Installing Bitdefender itself is a challenge, with hangs and stuff.

 

After i finally installed Bitdefender (at 6am), i finally claimed victory, ran deep system scan, and went to sleep.

 

7 hours later, i find out that the scanning process is halted at 25%, with my Window freezes.

 

After a while, i tried the solutions found in this site https://forums.malwarebytes.org/topic/143834-computer-freezing-due-to-undetectable-virus/ and if i'm not wrong, it's the same Gringo here, which is why i decided to register here.

 

I probably shouldn't tried without asking, but i did, by downloading Adwcleaner, JRT, Combofix, MbAR, RogueKiller, and HijackThis, and ran all of them, except HijackThis.

 

So far, only RogueKiller and ComboFix ends up fruitless, BSOD-ing while scanning with the cause "A device driver attempting to corrupt the system have been caught" on both case.

 

At this point, i'm about to just give up and formats the whole Windows, but that would means losing several stuff if i'm not careful in backing up. Please help?

 

Thanks in advance!



BC AdBot (Login to Remove)

 


#2 hamluis

hamluis

    Moderator


  • Moderator
  • 56,385 posts
  • ONLINE
  •  
  • Gender:Male
  • Location:Killeen, TX
  • Local time:03:40 PM

Posted 15 July 2016 - 11:03 AM

How to receive help diagnosing Blue Screens and Windows crashes - http://www.bleepingcomputer.com/forums/topic176011.html

 

Louis



#3 KurosawaShirou

KurosawaShirou
  • Topic Starter

  • Members
  • 8 posts
  • OFFLINE
  •  
  • Gender:Male
  • Local time:04:40 AM

Posted 15 July 2016 - 11:51 AM

New problem

 

There doesn't seems to be any crash dump. Searched the whole C:\Windows and didn't find anything with dmp extension. Already did as told, unchecked the Hide Protected Operating System Files and shown hidden files.

 

Trying to recreate the crash for now.

 

EDIT: Doesn't seem to work. I have tried editing the registry along the line of AlwaysKeepMemoryDump 1, recreated the crash caused by ComboFix, and still no dmp file found


Edited by KurosawaShirou, 15 July 2016 - 12:58 PM.


#4 usasma

usasma

    Still visually handicapped (avatar is memory developed by my Dad


  • BSOD Kernel Dump Expert
  • 25,091 posts
  • OFFLINE
  •  
  • Gender:Male
  • Location:Southeastern CT, USA
  • Local time:05:40 PM

Posted 15 July 2016 - 07:59 PM

DO NOT MESS WITH THE SYSTEM ANY MORE!

1)  I'd suggest posting over in the Am I Infected forum:  http://www.bleepingcomputer.com/forums/f/103/am-i-infected-what-do-i-do/
Please read the pinned topics at the top of the forum for instructions on how to post there.
2)  Once they give you a clean bill of health, Please run this report collecting tool so that we can provide a complete analysis: (from the pinned topic at the top of the forum)   http://www.bleepingcomputer.com/forums/t/576314/blue-screen-of-death-bsod-posting-instructions-windows-10-81-8-7-vista/

Don't worry about not finding the memory dumps at this point.  We'll deal with that when we need to.

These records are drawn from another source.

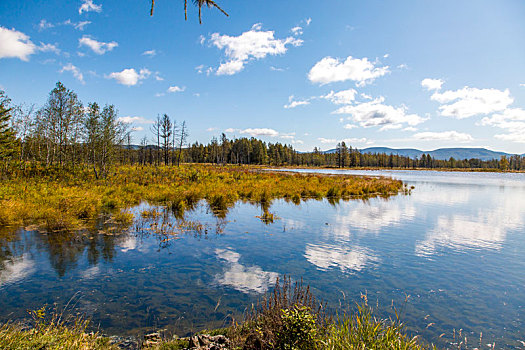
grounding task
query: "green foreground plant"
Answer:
[0,307,114,350]
[228,277,434,350]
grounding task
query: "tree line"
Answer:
[0,82,525,178]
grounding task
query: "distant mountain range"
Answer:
[324,147,525,160]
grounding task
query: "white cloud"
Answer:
[481,108,525,143]
[142,50,157,57]
[414,131,474,142]
[216,61,244,75]
[270,66,284,72]
[224,128,303,139]
[210,24,303,75]
[0,26,37,61]
[78,0,102,15]
[333,97,424,130]
[321,89,357,105]
[240,128,279,137]
[61,19,91,31]
[317,137,337,145]
[78,35,118,55]
[38,43,60,55]
[421,78,444,91]
[118,116,154,124]
[431,86,514,119]
[284,95,310,109]
[60,63,84,84]
[290,26,303,35]
[167,85,186,93]
[38,19,55,31]
[308,56,389,86]
[106,68,151,86]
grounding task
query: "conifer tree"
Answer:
[0,90,16,161]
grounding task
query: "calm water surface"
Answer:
[0,170,525,348]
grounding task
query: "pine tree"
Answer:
[0,90,16,161]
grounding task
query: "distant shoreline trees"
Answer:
[0,82,525,174]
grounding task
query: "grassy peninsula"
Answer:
[0,164,406,231]
[0,277,434,350]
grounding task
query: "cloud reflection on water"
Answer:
[304,244,380,273]
[415,190,525,256]
[215,248,279,293]
[0,254,36,287]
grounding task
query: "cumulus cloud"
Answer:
[38,19,55,31]
[38,43,60,55]
[0,26,37,61]
[118,116,154,124]
[142,50,157,57]
[308,56,389,86]
[78,35,118,55]
[78,0,102,15]
[481,108,525,143]
[414,131,473,142]
[106,68,151,86]
[240,128,279,136]
[317,137,337,145]
[284,95,310,109]
[210,24,303,75]
[333,97,424,130]
[60,19,91,31]
[321,89,357,105]
[224,128,303,139]
[421,78,444,91]
[167,85,186,93]
[60,63,84,84]
[290,26,303,35]
[431,86,514,119]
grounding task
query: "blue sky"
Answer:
[0,0,525,153]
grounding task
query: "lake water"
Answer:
[0,170,525,349]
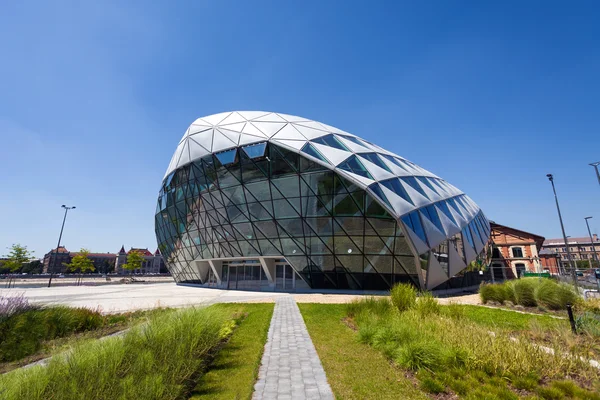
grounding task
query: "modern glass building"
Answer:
[156,111,490,291]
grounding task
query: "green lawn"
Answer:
[191,304,274,400]
[298,304,428,400]
[453,305,569,331]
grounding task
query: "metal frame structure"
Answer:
[156,111,490,290]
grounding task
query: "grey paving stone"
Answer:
[252,296,334,400]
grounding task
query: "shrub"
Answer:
[394,340,443,371]
[346,297,393,318]
[415,292,441,317]
[575,312,600,338]
[0,308,231,400]
[512,278,537,307]
[558,282,581,309]
[0,306,104,361]
[441,303,465,319]
[479,283,507,304]
[0,293,38,322]
[534,279,563,310]
[537,387,565,400]
[421,376,446,394]
[390,283,417,312]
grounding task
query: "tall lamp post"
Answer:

The reports (in step 2 above) will contain a lot more info - and it may help us to figure out what's causing the BSOD's - even without the memory dumps.

 

If you're really determined, a simple search of your system for files ending in .dmp should help

The most common places for them are:

- in C:\Windows - there may be a file named MEMORY.dmp

- in C:\Windows\Minidump - there will be files with date stamps that end in .dmp

Let us know if there aren't any there
 


My browser caused a flood of traffic, sio my IP address was banned. Hope to fix it soon. Will get back to posting as soon as Im able.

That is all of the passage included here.